Security forces were searching homes in Kerdasah for members of Mr Morsi's Muslim Brotherhood movement, residents told the BBC.
'Down with Sisi' In the hours before police and soldiers moved in, the mood in the town was defiant, our correspondent says.
Thousands of people attended a pro-Morsi rally on Wednesday night amid shouts of "Down with Sisi", referring to the head of the army.
The authorities had promised to respond to the deadly attack on the police station in August.
According to state media, Assistant Interior Minister for Central Security Maj Gen Ashraf Abdullah met troops shortly before the mission began.
After performing dawn prayers, the troops began taking their positions in armoured vehicles ready for the start of the operation, Mena reported.
State-run Nile News TV later showed live pictures of army vehicles positioned in Kerdasah and other armoured vehicles moving in the area.
Military roadblocks outside Kerdasah prevented people from entering the area, our correspondent says. "I can't be responsible if you get shot," an officer was heard telling a local man.
An Egyptian interior ministry spokesman told Nile News: "There are still some armed elements on rooftops in Kerdasah and we are currently dealing with them."
In a separate incident on Thursday, several metro lines in the capital were disrupted after two unexploded bombs were found on the tracks near Hilmiyat al-Zaytun station in the south of Cairo.
Security officials said bomb experts were dispatched to the scene and defused the "primitive" devices before rail services resumed.
'Outsiders' At least 1,000 people - including about 100 police officers - have died in unrest following President Morsi's removal from power.

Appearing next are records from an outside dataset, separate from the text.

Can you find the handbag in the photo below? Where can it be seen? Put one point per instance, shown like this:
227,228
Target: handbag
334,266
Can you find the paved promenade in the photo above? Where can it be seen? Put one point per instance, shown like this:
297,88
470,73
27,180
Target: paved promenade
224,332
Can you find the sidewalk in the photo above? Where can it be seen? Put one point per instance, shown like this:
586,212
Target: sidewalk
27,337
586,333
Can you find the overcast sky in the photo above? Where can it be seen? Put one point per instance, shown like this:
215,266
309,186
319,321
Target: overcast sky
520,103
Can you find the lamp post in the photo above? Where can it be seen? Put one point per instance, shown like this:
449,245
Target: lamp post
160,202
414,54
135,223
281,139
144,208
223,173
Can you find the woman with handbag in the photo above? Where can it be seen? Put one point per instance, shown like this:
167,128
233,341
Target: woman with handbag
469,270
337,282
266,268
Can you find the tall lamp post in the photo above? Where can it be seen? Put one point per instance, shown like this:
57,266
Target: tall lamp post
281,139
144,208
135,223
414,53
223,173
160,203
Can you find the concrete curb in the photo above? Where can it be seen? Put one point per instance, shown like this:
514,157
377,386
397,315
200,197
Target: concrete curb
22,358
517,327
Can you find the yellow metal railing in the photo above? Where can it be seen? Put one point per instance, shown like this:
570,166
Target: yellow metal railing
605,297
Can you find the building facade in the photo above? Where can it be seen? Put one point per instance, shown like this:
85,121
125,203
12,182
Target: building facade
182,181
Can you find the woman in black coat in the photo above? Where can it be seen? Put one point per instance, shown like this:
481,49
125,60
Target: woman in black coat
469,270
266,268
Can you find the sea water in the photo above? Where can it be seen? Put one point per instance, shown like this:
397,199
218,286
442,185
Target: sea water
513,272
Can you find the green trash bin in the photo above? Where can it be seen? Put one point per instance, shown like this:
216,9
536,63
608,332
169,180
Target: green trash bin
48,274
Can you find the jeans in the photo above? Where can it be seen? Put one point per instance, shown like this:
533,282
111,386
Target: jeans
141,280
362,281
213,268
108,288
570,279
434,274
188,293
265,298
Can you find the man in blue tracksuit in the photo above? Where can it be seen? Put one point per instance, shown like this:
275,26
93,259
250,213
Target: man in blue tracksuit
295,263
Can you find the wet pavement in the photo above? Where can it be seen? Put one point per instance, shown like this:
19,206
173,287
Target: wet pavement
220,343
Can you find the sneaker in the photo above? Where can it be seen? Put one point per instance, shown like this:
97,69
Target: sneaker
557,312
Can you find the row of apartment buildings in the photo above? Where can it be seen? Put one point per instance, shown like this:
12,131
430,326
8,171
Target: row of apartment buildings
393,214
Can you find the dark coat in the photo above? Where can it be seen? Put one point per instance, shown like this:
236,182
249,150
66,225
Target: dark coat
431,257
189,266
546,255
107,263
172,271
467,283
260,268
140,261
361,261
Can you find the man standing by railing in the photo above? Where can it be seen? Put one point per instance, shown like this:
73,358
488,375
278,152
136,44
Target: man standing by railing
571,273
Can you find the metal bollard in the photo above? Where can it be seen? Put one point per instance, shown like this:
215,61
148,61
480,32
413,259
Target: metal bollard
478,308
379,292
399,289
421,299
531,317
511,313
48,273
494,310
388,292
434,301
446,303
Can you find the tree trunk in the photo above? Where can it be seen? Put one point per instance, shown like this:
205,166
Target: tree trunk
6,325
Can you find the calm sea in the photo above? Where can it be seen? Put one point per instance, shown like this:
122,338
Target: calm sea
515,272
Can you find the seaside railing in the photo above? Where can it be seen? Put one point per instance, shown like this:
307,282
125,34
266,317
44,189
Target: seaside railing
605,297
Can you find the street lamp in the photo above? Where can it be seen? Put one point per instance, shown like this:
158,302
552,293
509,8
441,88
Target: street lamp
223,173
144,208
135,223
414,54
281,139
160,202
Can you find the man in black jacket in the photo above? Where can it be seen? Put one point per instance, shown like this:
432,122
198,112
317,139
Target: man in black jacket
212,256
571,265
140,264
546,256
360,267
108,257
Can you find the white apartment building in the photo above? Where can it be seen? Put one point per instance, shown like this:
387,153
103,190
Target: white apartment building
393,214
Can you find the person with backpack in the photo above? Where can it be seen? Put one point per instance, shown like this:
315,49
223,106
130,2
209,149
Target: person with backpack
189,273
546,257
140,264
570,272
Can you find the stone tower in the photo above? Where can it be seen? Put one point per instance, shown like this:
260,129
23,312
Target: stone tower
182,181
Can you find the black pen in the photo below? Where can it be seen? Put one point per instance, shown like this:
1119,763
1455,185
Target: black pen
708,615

The deadliest incidents took place when security forces moved in to disperse two pro-Morsi sit-ins in Cairo last month.
Kerdasah, known for producing and selling textiles, is 14km (8.7 miles) from Cairo.

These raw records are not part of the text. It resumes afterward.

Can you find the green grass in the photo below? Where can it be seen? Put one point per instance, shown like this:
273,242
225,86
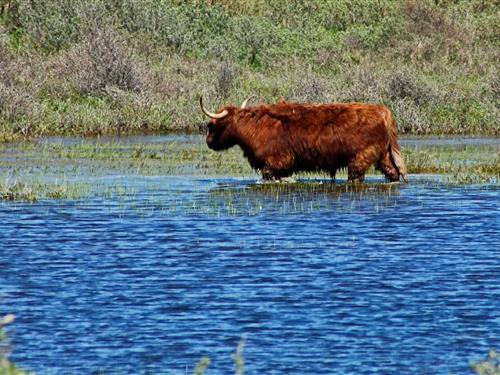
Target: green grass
138,66
34,171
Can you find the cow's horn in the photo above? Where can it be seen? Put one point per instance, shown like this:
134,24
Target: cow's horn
224,113
245,102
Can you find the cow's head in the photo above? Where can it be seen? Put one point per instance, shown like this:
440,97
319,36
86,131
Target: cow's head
220,127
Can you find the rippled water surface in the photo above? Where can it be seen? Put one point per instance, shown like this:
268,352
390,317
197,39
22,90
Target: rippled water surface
319,278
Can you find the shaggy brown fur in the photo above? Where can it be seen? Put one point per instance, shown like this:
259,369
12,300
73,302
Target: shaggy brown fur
283,138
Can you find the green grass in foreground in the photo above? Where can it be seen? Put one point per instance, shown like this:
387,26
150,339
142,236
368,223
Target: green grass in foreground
95,67
31,171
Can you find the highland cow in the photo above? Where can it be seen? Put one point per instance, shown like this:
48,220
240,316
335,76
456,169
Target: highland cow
284,138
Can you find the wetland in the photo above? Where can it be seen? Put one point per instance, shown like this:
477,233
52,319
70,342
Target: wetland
145,254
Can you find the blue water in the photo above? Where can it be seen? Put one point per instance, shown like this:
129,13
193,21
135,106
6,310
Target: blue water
317,279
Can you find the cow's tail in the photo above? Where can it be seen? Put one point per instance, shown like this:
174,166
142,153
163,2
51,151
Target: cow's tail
394,150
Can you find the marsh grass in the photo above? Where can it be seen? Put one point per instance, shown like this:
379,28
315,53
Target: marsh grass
6,366
99,67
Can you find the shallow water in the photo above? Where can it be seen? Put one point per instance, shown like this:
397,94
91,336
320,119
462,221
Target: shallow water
319,278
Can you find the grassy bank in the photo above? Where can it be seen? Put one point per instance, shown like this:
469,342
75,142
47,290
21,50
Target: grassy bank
137,66
31,171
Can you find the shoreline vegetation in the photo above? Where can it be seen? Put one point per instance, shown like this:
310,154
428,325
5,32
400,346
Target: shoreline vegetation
71,67
56,170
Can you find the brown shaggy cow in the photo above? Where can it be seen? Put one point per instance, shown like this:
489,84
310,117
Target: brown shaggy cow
283,138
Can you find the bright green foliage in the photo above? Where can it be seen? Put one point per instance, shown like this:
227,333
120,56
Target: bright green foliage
106,67
7,367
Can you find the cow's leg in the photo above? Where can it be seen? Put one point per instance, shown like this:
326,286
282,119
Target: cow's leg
277,166
388,168
268,174
333,172
355,175
358,166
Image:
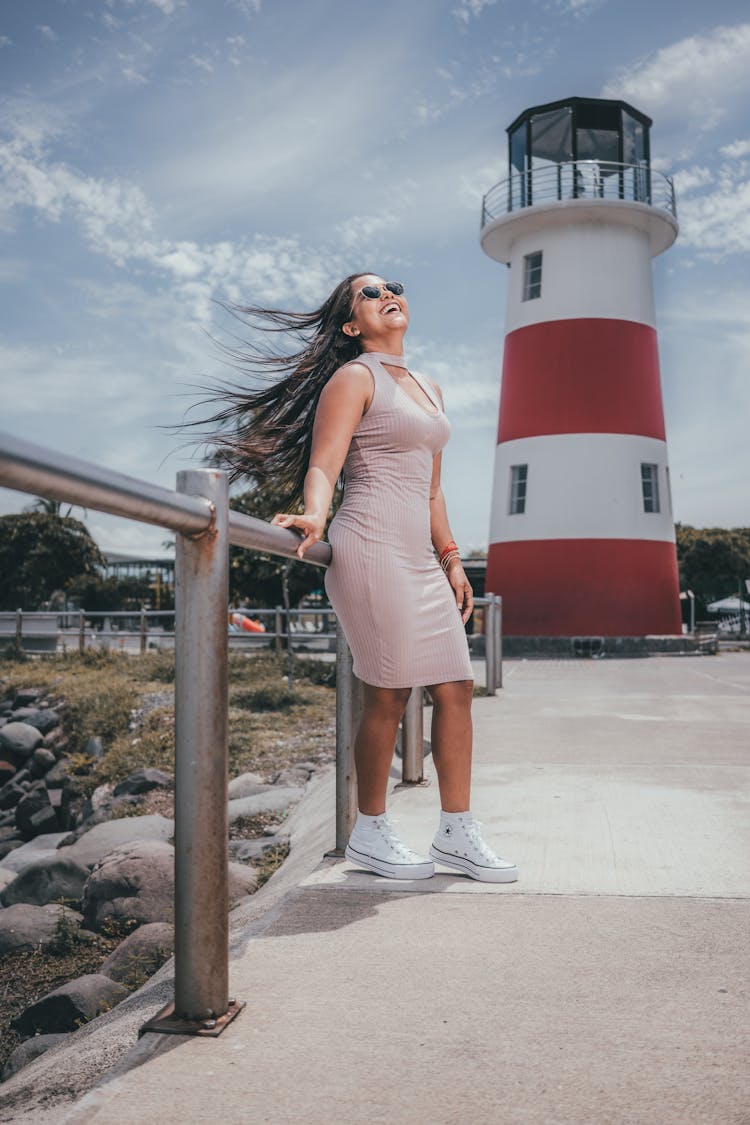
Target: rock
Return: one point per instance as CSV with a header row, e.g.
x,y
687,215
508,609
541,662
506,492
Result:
x,y
25,927
246,851
32,851
26,695
274,800
27,1052
68,1007
7,847
7,771
296,775
44,720
93,748
57,876
142,781
43,759
137,881
11,793
141,954
243,881
246,785
20,739
6,878
35,815
55,777
105,838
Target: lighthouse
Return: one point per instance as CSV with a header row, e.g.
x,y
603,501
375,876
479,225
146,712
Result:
x,y
581,527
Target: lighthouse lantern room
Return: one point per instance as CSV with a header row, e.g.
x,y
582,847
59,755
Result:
x,y
581,528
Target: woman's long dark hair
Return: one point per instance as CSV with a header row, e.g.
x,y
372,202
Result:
x,y
265,434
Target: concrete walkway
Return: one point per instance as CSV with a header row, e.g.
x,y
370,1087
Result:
x,y
610,984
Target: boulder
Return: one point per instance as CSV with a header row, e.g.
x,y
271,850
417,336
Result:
x,y
32,851
105,838
20,739
141,954
25,927
35,815
57,876
42,761
246,851
273,800
27,1052
7,771
135,882
44,720
142,781
65,1008
25,696
246,785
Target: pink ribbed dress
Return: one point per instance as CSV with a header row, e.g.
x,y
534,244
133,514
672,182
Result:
x,y
396,605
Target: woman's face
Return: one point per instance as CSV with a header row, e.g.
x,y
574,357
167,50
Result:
x,y
375,318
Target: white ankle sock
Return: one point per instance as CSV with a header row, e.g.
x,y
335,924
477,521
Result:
x,y
452,818
364,821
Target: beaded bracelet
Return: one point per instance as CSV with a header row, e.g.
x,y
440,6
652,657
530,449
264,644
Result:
x,y
449,547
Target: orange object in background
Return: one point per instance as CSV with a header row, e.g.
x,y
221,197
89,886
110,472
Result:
x,y
242,622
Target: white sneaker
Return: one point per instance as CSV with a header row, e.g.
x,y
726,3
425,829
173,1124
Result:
x,y
460,845
378,848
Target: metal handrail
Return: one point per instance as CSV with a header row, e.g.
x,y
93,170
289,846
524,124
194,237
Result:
x,y
579,179
199,513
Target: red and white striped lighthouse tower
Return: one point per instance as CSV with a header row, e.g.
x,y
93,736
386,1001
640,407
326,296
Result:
x,y
581,530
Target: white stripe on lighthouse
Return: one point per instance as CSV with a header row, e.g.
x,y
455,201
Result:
x,y
581,486
587,270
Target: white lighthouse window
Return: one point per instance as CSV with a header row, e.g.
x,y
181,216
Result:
x,y
650,486
533,276
518,474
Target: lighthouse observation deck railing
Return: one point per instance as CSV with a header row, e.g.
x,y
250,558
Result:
x,y
199,513
580,179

Residents were quoted on Wednesday saying they did not trust police: "We know they will come to arrest people we know and respect whom they blame for the violence that we know was done by outsiders, not by our respectable sheikhs," Ahmed Aly told Reuters news agency.
Egyptian forces arrested dozens of residents during a raid on Monday on pro-Morsi supporters in the town of Delga, Minya province, about 300km south of Cairo.